Sterling technology improves efficiency in solar thermal electricity production
There has been some fuss lately over the first Stirling technology based solar thermal plant in Arizona by the Arizona based producer and this at the same time as Solar thermal is housed as one of the main technologies for future green electrity production.
There are many other interesting out there and the obvious question is then if this technology is any better compared to the others. To answer this we need to find out how it works.
The Sterling engine principle
The Sterling engine has the benefit of using any type of thermal heat source as energy source for generating torque. The engine uses a closed gas container that uses the temperature difference between its hot end and cold end to establish a cycle of a fixed mass of gas, heated and expanded, and cooled and compressed, thus converting thermal energy into mechanical energy. On the hot side the internal gas expands with increased pressure and on the cold side the pressure drops below atmosphere pressure driving the engine piston.
Principle of the Sterling solar thermal dish
1. A two dimensional servo aligns a solar reflector toward the sun.
2. The reflector focuses the sunlight toward a receiver
3. The receiver normally containing hydrogen collects the heat and air is used for cooling
4. The Stirling engine drives a generator which produces the electricity
5. An inverter converts direct current from the generator into alternating current that fits the electrical grid of your home.
Sterling technology efficiency
The image above from Stirling energy Systems show that the energy per unit area is quite a lot higher than for example photovoltaics and parabolic trough technologies. I have not found the exact cost of these to calculate cost per kWh compared to CSP solutions but the company seem to focus on the scalability benefits instead of comparing energy costs. Also the benefit of the plant always producing energy even if one unit is broken is being promoted.

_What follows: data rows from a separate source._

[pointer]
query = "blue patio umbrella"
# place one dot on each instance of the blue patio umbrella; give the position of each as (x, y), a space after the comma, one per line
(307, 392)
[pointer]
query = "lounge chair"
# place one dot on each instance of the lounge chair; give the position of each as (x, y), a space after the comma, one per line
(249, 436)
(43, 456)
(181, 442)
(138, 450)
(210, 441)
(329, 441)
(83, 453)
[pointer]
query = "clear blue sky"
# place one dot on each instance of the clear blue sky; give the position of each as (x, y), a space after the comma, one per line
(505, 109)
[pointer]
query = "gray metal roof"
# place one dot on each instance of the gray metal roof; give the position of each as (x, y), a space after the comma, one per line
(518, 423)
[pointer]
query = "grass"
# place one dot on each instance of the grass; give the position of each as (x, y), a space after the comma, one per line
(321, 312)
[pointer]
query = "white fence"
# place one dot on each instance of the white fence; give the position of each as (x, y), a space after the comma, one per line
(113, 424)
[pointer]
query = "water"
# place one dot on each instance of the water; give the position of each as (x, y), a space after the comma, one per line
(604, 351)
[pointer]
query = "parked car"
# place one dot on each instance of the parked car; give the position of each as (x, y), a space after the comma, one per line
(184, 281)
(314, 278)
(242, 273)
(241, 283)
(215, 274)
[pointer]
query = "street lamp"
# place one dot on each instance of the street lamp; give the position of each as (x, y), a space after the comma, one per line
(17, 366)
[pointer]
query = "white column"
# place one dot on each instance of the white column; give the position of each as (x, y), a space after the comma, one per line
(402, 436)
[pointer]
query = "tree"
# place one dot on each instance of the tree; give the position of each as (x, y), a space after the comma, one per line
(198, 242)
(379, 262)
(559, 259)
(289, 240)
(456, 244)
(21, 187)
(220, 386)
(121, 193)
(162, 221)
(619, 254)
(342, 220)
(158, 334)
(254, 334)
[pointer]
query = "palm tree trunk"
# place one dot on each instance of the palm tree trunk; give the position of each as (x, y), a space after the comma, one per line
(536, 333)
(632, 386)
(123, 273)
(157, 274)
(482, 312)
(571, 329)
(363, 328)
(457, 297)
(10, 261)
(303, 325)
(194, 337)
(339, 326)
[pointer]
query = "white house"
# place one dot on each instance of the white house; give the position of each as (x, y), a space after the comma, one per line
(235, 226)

+ It requires no water which is very nice if you are in a desert
+ With a high difference in temperature between the the heated part and the air cooled part the efficiency of this solution is potentially very high
+ Highly modular as with photovoltaics
It must be cheaper with a central receiver with large mirrors and the buffering capability for constant electricity production even during night time is lost with this technology however this is a nice complementary technology that will find its place in the green future and it seems like a very good solution for medium size power plants.